Tadashi non si fece pregare. Coinvolgerlo in una conversazione leziosa non fu difficile. Quando si rese conto che il ragazzo era rilassato in sua compagnia sganció la bomba.


«Tadashi… devo entrare nella sala del computer… stanotte.»

 

Tadashi la guardó sgomento, con il sorriso che si riserva ai pivelli inesperti

«non puoi!

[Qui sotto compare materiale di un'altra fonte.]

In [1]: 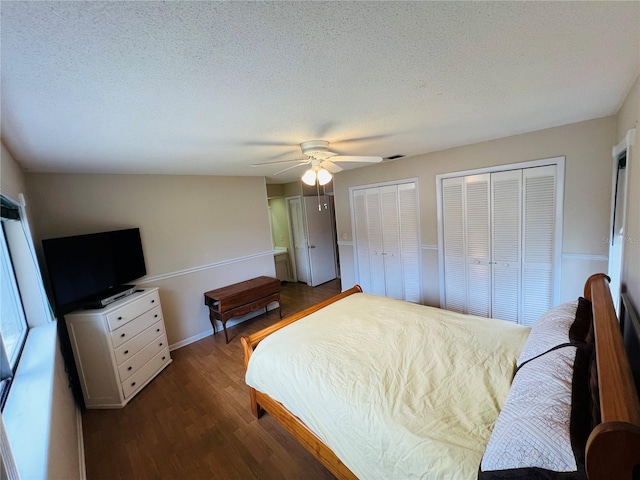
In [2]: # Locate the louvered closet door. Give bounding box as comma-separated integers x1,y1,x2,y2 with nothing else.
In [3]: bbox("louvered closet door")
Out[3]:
380,185,404,300
442,177,467,313
398,183,421,303
491,170,522,323
352,183,421,302
521,165,557,325
353,190,371,292
464,173,491,317
365,188,386,295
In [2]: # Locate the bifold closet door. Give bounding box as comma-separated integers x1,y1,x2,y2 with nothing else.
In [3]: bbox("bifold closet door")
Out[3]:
463,173,491,317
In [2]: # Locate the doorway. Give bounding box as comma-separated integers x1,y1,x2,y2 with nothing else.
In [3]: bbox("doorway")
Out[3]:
287,195,337,287
607,129,635,314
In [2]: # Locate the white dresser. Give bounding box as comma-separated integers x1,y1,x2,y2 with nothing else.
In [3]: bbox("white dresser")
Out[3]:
65,288,171,408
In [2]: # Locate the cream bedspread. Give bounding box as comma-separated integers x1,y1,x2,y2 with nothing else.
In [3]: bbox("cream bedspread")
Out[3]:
246,293,529,480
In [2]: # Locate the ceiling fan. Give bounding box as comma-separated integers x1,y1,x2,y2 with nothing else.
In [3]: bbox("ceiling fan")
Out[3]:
251,140,382,185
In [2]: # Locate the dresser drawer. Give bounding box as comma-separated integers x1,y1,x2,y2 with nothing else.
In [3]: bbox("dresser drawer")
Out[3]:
122,347,171,399
115,321,166,366
111,305,162,348
118,335,168,382
107,290,160,331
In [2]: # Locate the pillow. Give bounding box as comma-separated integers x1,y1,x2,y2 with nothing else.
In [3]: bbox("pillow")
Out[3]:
516,297,592,367
478,345,592,480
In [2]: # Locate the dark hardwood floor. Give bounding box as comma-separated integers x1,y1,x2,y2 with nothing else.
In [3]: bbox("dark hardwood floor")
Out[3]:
82,280,340,480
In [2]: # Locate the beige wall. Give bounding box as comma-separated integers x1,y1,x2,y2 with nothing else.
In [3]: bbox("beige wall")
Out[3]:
0,143,84,479
269,197,291,252
0,143,26,201
26,173,275,348
614,77,640,310
335,117,616,305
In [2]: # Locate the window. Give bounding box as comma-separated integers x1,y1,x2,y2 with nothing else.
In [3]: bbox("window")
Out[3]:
0,197,28,407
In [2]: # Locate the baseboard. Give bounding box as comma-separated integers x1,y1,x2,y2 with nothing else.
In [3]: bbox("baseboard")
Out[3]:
76,406,87,480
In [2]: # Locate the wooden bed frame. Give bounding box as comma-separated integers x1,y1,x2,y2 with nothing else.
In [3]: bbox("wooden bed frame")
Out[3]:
241,273,640,480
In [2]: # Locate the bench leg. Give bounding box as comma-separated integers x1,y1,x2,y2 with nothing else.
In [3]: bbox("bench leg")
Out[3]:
209,308,218,335
222,321,229,343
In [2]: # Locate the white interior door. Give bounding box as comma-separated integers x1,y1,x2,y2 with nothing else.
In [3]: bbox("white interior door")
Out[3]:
304,195,336,287
607,146,629,313
352,189,371,292
287,197,310,283
491,170,522,323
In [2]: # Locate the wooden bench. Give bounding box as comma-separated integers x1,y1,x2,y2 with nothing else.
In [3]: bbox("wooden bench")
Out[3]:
204,277,282,343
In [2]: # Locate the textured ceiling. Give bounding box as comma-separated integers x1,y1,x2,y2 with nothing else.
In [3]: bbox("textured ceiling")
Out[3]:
0,0,640,182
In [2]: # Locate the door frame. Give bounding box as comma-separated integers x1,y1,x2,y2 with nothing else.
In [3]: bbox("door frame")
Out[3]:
284,195,311,282
349,177,424,303
436,156,565,308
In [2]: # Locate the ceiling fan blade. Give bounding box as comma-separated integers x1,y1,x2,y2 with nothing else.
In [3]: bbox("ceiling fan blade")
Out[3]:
251,157,310,167
331,133,392,145
331,155,382,163
320,160,344,173
273,162,306,175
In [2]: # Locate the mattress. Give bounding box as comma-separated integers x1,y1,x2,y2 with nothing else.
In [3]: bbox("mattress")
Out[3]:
246,293,529,480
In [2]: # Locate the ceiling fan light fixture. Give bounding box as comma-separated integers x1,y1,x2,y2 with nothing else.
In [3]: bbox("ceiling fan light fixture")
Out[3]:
302,168,316,186
318,168,332,185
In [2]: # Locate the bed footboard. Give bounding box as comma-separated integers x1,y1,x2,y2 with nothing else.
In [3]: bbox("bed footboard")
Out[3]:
240,285,362,418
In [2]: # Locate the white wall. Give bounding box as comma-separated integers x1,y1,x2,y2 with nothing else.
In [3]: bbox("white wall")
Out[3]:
26,173,275,348
613,76,640,311
335,117,616,306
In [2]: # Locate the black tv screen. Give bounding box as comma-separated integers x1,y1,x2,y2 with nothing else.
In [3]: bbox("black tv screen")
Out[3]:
42,228,147,307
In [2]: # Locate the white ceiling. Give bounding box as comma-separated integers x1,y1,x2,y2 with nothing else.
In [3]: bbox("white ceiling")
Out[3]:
0,0,640,182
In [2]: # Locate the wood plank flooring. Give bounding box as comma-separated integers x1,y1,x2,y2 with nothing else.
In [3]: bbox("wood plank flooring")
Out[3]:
82,280,340,480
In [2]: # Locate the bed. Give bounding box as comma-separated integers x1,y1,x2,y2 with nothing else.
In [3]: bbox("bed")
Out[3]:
241,274,640,480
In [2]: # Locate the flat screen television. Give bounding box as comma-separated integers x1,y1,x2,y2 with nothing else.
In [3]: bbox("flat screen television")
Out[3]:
42,228,147,309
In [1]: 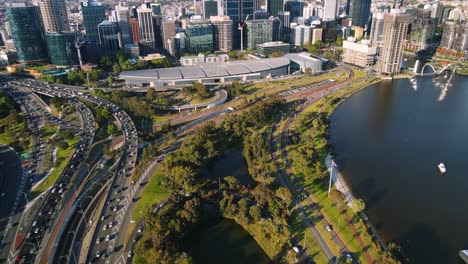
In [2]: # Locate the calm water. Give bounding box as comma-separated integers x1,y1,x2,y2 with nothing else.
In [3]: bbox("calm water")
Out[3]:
330,75,468,263
188,219,270,264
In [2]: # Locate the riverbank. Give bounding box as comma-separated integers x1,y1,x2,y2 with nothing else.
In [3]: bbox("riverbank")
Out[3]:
287,73,398,263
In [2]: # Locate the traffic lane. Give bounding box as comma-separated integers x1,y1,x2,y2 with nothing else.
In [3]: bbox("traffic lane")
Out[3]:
16,107,94,258
0,145,23,218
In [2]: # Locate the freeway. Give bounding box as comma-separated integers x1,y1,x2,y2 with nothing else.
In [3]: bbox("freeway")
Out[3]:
0,83,58,263
7,82,95,263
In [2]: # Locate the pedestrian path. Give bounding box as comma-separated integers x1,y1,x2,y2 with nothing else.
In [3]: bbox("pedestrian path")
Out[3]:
325,155,354,208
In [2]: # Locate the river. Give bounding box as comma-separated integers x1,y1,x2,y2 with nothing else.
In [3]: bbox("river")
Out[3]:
186,148,270,264
330,72,468,264
188,219,270,264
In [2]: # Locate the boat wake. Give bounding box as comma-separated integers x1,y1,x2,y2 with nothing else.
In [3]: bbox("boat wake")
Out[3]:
436,74,455,102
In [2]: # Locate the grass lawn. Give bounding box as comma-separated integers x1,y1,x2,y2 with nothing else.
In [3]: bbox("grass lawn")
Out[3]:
39,123,58,142
151,114,179,124
287,73,381,263
288,208,328,263
31,137,79,199
132,171,169,222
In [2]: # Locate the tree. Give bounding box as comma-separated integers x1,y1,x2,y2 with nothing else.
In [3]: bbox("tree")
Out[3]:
146,87,156,99
106,75,115,88
107,124,117,135
249,205,262,222
275,187,292,212
353,199,366,213
192,82,210,98
335,37,343,47
268,51,284,58
112,64,122,74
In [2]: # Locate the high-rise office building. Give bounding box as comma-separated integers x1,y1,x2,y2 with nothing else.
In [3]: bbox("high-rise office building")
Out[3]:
254,0,266,11
245,19,273,49
284,0,304,22
115,4,133,45
46,32,78,66
267,0,284,16
210,16,232,52
253,10,270,19
408,8,437,50
81,1,106,42
322,0,340,20
98,20,123,58
378,10,410,73
137,7,156,53
310,28,323,44
440,21,468,52
7,4,48,63
291,25,312,46
203,0,218,18
130,17,140,43
5,21,11,36
161,20,176,51
150,4,161,16
223,0,255,22
351,0,372,28
302,3,315,18
39,0,70,33
185,22,214,54
278,11,291,43
269,17,282,42
369,12,385,46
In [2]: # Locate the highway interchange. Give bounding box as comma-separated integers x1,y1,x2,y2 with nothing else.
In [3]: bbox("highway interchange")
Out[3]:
1,66,356,264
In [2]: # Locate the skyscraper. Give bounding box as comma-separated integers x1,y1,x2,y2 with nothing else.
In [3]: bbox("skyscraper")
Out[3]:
267,0,284,16
245,19,273,49
408,8,437,50
322,0,339,20
370,12,384,45
378,10,410,73
278,11,291,43
284,0,304,22
115,4,133,45
98,20,122,58
81,1,106,42
7,5,48,63
161,20,176,51
46,32,78,66
440,21,468,52
223,0,255,22
203,0,218,18
130,17,140,43
137,7,156,53
39,0,70,33
185,21,214,54
351,0,371,28
210,16,232,52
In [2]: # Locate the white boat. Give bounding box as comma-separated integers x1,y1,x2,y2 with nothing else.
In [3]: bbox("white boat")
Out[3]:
437,163,447,173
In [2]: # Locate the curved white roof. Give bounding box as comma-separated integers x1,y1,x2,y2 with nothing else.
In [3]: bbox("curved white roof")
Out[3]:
120,57,290,80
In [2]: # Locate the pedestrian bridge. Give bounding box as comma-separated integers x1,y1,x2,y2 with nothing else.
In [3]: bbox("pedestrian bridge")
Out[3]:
413,60,452,76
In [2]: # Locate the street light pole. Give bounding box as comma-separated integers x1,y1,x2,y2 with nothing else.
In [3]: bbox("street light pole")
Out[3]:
328,160,335,197
237,16,249,51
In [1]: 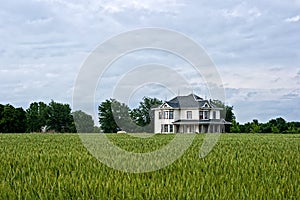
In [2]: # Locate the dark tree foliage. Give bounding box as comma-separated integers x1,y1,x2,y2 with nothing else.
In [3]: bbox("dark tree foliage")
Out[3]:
239,117,300,133
72,110,94,133
0,104,26,133
130,97,162,132
211,100,235,133
98,99,119,133
47,100,76,133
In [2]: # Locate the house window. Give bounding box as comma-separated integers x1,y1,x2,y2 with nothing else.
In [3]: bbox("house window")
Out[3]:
213,111,217,119
203,110,209,119
164,124,169,133
169,124,173,133
169,110,174,119
164,111,169,119
186,111,192,119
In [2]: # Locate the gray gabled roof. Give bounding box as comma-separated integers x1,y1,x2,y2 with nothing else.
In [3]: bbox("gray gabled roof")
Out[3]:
166,94,217,108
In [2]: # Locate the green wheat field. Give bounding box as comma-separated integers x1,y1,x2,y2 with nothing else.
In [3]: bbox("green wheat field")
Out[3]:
0,134,300,199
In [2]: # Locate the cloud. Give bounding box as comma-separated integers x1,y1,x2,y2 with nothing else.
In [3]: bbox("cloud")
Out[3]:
285,15,300,23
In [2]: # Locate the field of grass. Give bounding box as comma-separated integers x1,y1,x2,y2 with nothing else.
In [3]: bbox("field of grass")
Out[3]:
0,134,300,199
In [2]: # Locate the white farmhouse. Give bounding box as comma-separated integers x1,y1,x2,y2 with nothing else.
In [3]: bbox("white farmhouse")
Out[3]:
153,94,230,133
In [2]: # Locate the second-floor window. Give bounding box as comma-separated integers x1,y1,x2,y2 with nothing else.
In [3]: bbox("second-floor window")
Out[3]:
186,111,193,119
213,111,217,119
164,111,169,119
158,110,174,119
199,110,209,119
169,110,174,119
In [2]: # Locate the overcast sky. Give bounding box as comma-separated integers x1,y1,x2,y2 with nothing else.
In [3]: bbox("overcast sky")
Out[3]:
0,0,300,123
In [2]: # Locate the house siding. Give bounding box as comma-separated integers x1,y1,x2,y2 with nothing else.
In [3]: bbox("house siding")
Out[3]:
154,95,225,133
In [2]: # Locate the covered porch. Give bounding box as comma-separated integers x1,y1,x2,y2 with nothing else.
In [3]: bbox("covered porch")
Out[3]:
173,120,225,133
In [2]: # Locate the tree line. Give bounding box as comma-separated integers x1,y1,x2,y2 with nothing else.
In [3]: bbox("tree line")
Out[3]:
0,97,300,133
0,100,94,133
98,97,235,133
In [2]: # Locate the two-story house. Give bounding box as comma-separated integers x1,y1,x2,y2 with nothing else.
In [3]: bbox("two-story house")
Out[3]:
153,94,228,133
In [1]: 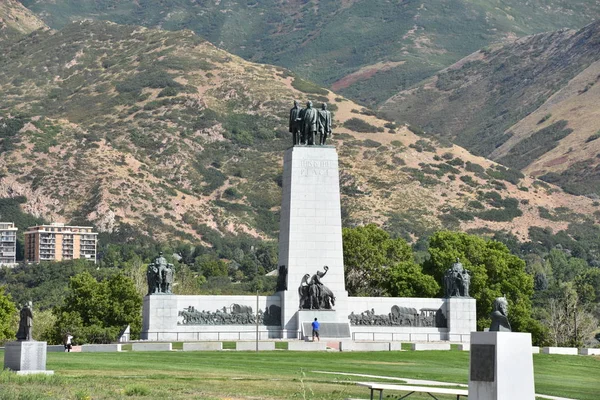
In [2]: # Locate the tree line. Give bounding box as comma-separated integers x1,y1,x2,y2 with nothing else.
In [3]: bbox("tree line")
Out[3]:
0,225,600,346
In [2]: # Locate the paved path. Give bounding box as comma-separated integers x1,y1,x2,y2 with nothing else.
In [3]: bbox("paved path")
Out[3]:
310,371,576,400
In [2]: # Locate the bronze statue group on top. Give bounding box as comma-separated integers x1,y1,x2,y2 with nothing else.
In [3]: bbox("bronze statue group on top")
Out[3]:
290,100,331,146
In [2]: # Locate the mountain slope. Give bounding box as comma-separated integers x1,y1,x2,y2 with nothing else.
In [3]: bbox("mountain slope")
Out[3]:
16,0,600,105
381,21,600,194
0,22,598,243
0,0,46,40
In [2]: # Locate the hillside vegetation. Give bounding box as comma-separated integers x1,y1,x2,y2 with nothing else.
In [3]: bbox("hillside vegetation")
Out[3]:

Nessuno puó entrare li dentro se non in compagnia e su permesso del capitano…»

 

«Sì ma…» Kaya gli cinse il collo con le braccia, allacciando le dita dietro la sua nuca e osservandolo con aria maliziosa «tu conosci il codice per entrare… e se lo volessi…»

 

«Ho detto di no!» con un gesto brusco si sciolse dalle sue braccia «non posso e non voglio disobbedire a un ordine! E poi… che cosa devi fare nella sala del computer? Stai architettando qualcosa?!»

 

Kaya l’osservava, imperturbabile.

 

«Non ci siamo capiti… tu stasera mi porterai li dentro. Devi fidarti di me! E se non lo farai, mi strapperó i vestiti di dosso e mi metteró a urlare come un’aquila, e racconteró ad Harlock che hai tentato di abusare di me…»

 

Tadashi impallidì «tu sei completamente impazzita!»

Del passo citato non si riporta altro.